The American culture is obsessed with self-esteem and self-love.
It’s been this way for far too long. I started hearing about self-esteem when I was a kid. Now it seems to be the most important thing on the education system’s agenda – maybe because it’s so easy to teach.
Self-love doesn’t need to be encouraged.
It’s not, as the famous son says, “The Greatest Love of All,” despite my own personal fondness for both the composer, George Benson, and the artist who had a big hit with it, Whitney Houston.
In fact, look up self-love in the dictionary. What are the definitions?
- the instinct by which one’s actions are directed to the promotion of one’s own welfare or well-being, especially an excessive regard for one’s own advantage.
- conceit; vanity.
I would agree with all three.
So, why this sudden obsession with loving oneself?
It was a fad started in 1956 by psychologist Erich Fromm who postulated that loving oneself is different than being egocentric. He also suggested that to be able to love another person required one to first love oneself. It tickled the ears of human beings.
This article is adapted from Joseph Farah’s book, “The Restitution of All Things: Israel, Christians and the End of the Age.” If you like it, consider reading the book.
But it’s not how God sees things.
In Deuteronomy 6:5, we’re instructed to “love the Lord thy God with all thine heart, and with all thy soul, and with all thy might.”
Jesus reaffirmed this: “The first of all the commandments is … And thou shalt love the Lord thy God with all thy heart, and with all they soul, and with all thy mind, and with all they strength, this is the first commandment. And the second is like, namely this, Thou shalt love they neighbor as thyself. There is none other commandment greater than these.” (Mark 12:29-31)
Loving oneself is not the secret to loving others. Loving God is.
The self-love/self-esteem model is the gospel of man, not the gospel of the Kingdom. In fact, Jesus tells us, “Whoever will come after me, let him deny himself, and take up his cross, and follow me.” (Mark 8:34)

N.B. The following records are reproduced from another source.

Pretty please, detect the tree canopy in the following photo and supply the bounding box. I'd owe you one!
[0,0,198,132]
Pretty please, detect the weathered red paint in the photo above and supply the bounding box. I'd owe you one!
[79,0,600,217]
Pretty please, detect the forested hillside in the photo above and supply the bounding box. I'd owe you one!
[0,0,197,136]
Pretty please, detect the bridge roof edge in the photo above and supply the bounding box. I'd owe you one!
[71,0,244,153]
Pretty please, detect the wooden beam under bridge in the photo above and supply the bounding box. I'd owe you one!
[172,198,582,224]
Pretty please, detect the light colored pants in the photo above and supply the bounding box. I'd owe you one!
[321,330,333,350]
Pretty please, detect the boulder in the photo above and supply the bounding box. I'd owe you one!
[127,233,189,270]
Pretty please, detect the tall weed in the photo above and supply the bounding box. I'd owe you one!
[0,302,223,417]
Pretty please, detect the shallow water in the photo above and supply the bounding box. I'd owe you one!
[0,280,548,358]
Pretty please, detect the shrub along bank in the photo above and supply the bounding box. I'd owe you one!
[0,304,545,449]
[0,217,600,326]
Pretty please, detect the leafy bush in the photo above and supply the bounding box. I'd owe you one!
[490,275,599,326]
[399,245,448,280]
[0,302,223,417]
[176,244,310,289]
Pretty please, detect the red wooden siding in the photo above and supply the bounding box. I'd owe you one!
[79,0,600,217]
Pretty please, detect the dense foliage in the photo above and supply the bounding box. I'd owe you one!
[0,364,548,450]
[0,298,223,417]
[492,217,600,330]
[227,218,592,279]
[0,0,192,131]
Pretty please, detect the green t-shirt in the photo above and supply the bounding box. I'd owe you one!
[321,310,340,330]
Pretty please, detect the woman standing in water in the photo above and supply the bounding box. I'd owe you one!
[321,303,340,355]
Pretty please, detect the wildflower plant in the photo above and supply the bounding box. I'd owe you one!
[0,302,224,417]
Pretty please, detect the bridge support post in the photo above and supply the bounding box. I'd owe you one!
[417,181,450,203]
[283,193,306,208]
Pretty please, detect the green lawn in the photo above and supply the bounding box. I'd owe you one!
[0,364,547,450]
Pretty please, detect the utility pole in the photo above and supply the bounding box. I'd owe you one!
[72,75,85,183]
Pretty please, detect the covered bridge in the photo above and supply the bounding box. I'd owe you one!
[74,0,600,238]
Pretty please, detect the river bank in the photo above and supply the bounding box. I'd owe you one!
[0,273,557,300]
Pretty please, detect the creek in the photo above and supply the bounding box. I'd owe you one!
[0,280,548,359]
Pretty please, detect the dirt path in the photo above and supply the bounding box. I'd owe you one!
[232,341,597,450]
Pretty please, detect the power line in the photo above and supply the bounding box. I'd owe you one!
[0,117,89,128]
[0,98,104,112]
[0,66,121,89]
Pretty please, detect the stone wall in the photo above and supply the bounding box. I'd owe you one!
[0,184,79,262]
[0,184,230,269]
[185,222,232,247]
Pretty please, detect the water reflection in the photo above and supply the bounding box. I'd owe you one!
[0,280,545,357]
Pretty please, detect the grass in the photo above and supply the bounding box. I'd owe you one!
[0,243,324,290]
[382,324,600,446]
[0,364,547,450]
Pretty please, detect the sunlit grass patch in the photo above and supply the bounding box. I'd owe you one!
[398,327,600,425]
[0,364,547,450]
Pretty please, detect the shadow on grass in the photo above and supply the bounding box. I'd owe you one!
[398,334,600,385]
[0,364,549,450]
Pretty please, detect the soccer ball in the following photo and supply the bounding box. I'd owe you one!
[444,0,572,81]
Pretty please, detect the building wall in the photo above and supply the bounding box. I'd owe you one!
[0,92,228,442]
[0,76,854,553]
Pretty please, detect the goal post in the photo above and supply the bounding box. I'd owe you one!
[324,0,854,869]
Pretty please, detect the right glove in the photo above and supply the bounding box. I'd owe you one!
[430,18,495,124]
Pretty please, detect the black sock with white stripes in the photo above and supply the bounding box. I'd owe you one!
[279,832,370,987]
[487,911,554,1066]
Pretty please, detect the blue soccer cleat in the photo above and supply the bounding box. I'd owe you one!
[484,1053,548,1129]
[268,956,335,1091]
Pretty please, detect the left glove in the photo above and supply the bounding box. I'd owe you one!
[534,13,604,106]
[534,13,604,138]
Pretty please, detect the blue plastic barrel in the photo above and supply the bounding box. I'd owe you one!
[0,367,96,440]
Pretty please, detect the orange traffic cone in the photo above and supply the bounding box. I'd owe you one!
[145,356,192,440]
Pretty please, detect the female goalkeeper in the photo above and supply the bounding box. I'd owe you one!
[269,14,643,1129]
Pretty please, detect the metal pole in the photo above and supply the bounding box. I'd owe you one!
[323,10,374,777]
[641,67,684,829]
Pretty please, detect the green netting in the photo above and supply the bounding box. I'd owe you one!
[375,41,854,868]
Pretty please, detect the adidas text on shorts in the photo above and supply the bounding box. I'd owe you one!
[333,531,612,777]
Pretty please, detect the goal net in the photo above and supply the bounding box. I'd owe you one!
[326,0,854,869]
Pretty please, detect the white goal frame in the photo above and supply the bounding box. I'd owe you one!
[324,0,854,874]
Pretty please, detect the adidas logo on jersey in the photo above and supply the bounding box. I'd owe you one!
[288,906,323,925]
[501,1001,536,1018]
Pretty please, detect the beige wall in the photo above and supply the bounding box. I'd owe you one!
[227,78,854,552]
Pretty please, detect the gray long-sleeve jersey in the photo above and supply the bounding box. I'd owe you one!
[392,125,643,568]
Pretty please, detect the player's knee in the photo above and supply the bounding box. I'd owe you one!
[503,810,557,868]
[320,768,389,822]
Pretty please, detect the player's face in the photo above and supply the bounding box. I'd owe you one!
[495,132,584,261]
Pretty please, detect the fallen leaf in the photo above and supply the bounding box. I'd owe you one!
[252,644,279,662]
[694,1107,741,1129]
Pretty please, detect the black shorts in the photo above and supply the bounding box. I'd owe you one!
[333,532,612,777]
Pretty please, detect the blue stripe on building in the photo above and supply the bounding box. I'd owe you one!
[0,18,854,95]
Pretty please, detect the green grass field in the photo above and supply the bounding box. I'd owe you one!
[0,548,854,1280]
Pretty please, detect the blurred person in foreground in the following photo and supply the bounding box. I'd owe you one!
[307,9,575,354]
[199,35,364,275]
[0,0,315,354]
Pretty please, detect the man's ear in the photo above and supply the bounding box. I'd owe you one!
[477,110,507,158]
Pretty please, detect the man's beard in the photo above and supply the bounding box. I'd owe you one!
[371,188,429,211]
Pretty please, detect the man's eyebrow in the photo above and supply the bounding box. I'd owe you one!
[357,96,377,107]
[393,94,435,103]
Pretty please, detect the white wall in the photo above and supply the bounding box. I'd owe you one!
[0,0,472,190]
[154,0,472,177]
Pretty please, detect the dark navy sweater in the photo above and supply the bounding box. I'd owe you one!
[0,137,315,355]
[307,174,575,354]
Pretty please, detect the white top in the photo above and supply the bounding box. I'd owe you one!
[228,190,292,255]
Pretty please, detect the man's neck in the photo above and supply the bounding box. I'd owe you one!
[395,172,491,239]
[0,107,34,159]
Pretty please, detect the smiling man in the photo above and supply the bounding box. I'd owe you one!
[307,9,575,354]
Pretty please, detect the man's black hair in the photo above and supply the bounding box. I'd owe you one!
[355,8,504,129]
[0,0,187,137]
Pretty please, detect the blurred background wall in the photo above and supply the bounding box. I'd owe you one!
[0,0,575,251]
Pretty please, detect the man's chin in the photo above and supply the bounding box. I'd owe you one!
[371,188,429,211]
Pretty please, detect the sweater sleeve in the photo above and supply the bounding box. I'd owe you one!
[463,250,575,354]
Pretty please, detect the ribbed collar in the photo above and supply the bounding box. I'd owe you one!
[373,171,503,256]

The gospel, or good news, is not about us. It’s about Jesus and His monumental sacrifice to atone for our sins, if we will accept that sacrifice through repentance – which means turning away from sin, not once but forever.
Self-love and self-esteem are inextricably linked with the sin of pride. In this age, pride is celebrated, but God reveres humility.
Proverbs 16:18 tells us that “pride goeth before destruction, and an haughty spirit before a fall.”
It’s not just true of individuals. It’s true of nations too. In Ezekiel 30:6 we read: “Thus saith the Lord; they also that uphold Egypt shall fall; and the pride of her power shall come down: from the tower of Syene shall they fall in it by the sword, saith the Lord God.”
Even ancient Israel, the nation God chose to be a beacon of light to the world, the nation He set apart and the land to which He committed the holy oracles, fell because of the sin of pride, as we learn in Hosea: “And the pride of Israel doth testify to his face: therefore shall Israel and Ephraim fall in their iniquity: Judah also shall fall with them.” (Hosea 5:5)
Even the elect can be “lifted up with pride” and fall into the condemnation of the devil.” (1 Timothy 3:6)
And, of course, Satan himself was cast out of heaven because of the sin of pride.
So, why are we inculcating pride in the form of “self-love” and “self-esteem.” There’s no shortage of either. There’s no shortage of pride. There’s no shortage of narcissism. There’s no shortage of self-adulation.
In fact, self-love is the only kind of love there’s just too much of.